Animal of the Week March 20, 2006 -- Caned oats
Hello Ani-freaks!
If you've been in the Northern Territory of Australia over the past week you may have found yourself instructed to take up a stout stick and whack this week's animal Bufo marinus (cane toad). These toads are rapidly spreading across Australia to the detriment of much of the continent's wildlife, and state sponsored efforts to raise awareness of the problem culminated in "Not in my backyard day" on March 14, for which residents were encouraged to report sightings of these amphibians. The Federal MP Dave "Practical" Tollner suggested that residents should hit any cane toads they found with "golf clubs, cricket bats, you know, lumps of wood", Australians interviewed seemed keen on this idea. The RSPCA on the other hand recommended the toads should be killed by covering them in haemorrhoid cream (induces a coma apparently) and putting them in the freezer—yeah right, because the concerned citizens really want freezers filled with anusol covered toads!

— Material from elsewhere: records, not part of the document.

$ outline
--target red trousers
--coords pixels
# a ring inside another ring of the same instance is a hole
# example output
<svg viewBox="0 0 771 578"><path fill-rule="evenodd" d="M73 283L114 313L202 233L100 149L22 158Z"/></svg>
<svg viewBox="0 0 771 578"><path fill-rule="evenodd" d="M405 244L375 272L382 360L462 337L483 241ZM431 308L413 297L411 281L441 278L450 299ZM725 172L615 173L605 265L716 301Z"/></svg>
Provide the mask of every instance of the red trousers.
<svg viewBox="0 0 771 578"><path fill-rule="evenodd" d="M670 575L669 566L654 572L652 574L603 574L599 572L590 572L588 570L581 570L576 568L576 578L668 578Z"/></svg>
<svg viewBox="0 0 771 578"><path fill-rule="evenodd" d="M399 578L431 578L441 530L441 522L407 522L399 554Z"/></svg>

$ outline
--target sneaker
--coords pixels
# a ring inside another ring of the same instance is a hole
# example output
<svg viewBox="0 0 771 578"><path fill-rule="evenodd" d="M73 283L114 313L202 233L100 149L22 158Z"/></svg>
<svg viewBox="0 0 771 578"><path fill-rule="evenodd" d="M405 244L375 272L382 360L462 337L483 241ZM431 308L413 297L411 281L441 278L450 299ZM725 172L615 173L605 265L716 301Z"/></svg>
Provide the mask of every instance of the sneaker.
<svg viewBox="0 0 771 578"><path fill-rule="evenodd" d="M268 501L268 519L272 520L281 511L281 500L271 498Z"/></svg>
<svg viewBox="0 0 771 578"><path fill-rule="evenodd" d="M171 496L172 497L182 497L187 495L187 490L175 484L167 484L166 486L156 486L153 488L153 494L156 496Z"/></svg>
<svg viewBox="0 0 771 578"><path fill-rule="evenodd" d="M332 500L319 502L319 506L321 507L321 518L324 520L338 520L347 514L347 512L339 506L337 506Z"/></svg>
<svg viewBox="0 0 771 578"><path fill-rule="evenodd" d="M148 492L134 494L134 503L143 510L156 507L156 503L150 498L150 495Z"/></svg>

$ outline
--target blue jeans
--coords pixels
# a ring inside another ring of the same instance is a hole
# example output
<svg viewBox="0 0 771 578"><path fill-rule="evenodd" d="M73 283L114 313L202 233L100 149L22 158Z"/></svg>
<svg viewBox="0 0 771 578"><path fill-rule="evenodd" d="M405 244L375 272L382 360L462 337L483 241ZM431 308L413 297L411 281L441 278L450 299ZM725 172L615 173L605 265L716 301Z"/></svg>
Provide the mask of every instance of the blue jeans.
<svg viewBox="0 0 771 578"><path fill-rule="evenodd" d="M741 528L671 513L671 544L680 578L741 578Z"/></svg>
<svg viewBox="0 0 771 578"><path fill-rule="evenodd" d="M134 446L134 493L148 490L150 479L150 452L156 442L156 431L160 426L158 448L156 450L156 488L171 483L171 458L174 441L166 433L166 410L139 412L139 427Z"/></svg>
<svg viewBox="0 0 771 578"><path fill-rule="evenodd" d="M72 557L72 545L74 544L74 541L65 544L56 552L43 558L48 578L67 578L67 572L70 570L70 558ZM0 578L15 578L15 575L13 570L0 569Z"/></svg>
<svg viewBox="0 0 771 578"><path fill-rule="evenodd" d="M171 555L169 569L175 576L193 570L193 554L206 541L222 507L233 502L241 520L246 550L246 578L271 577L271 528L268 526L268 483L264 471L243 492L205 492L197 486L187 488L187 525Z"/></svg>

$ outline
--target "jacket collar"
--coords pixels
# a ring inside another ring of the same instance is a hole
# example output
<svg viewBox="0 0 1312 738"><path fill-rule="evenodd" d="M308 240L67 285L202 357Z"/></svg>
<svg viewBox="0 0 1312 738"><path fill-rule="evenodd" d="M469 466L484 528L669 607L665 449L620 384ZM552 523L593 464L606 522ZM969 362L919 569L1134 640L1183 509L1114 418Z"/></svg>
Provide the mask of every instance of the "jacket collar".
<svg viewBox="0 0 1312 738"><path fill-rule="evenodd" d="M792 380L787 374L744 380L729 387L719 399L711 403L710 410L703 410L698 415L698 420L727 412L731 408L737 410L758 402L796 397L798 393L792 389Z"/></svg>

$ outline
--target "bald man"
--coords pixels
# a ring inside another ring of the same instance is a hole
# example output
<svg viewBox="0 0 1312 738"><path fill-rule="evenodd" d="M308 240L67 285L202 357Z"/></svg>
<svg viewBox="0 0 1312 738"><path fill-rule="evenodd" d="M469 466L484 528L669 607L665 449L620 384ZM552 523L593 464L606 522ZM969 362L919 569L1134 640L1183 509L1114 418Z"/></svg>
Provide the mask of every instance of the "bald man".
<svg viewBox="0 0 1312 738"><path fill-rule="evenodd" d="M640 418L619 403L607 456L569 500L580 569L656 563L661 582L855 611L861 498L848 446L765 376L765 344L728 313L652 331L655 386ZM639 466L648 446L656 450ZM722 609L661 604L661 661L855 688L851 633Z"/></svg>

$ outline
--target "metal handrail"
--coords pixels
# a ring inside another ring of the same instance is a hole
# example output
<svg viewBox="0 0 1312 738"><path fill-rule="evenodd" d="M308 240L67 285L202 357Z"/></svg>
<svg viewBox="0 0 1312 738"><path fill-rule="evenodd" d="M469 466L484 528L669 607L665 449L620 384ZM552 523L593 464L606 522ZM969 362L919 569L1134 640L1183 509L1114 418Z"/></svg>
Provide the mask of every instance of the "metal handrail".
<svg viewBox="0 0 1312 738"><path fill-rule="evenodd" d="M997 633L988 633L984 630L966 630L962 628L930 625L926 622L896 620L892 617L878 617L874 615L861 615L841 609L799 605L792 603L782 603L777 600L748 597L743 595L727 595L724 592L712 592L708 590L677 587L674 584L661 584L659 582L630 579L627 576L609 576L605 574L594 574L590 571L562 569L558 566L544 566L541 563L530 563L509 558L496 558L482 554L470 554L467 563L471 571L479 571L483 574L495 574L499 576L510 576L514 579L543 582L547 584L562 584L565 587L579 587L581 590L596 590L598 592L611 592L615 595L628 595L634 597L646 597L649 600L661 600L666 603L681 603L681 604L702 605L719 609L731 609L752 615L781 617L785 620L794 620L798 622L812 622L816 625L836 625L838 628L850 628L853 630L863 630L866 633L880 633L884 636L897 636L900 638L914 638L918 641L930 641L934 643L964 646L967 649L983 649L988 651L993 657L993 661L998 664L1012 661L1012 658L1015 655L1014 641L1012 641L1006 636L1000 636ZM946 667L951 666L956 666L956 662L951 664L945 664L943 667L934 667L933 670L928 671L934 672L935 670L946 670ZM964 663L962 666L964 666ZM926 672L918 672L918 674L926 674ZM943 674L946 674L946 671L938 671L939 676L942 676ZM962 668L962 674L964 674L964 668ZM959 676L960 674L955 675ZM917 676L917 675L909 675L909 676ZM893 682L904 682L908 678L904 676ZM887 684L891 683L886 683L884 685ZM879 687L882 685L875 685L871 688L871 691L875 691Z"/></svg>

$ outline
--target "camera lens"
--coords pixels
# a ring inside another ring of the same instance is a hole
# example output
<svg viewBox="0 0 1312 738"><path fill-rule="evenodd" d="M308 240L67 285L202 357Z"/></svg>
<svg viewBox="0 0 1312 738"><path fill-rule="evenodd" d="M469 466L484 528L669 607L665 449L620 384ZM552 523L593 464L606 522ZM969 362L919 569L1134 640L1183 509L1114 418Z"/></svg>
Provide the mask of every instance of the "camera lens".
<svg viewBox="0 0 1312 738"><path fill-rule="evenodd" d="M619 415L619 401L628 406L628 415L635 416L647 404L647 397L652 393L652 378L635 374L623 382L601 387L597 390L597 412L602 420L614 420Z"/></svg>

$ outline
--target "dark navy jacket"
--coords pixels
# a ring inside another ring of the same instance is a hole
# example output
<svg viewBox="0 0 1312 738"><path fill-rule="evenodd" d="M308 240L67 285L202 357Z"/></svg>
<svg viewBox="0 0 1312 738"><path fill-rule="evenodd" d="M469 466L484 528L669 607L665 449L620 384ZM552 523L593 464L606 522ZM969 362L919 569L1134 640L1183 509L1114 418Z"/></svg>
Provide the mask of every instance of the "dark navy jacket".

Voracious in their feeding habits, cane toads not only pose a threat to the animals small enough for them to eat, sometimes exceeding 2 kg in weight they make an appealing snack for monitor lizards, snakes, and dingoes, but the toxin they secrete through their skin and from two large glands on their shoulders can kill most predators, including crocodiles.
Cane toad males have inactive ovaries, if their testes are injured the ovaries come into action and they become female; moreover, the males can be used as a pregnancy test kit, if you inject them with the urine of a pregnant woman they will produce sperm in their own urine.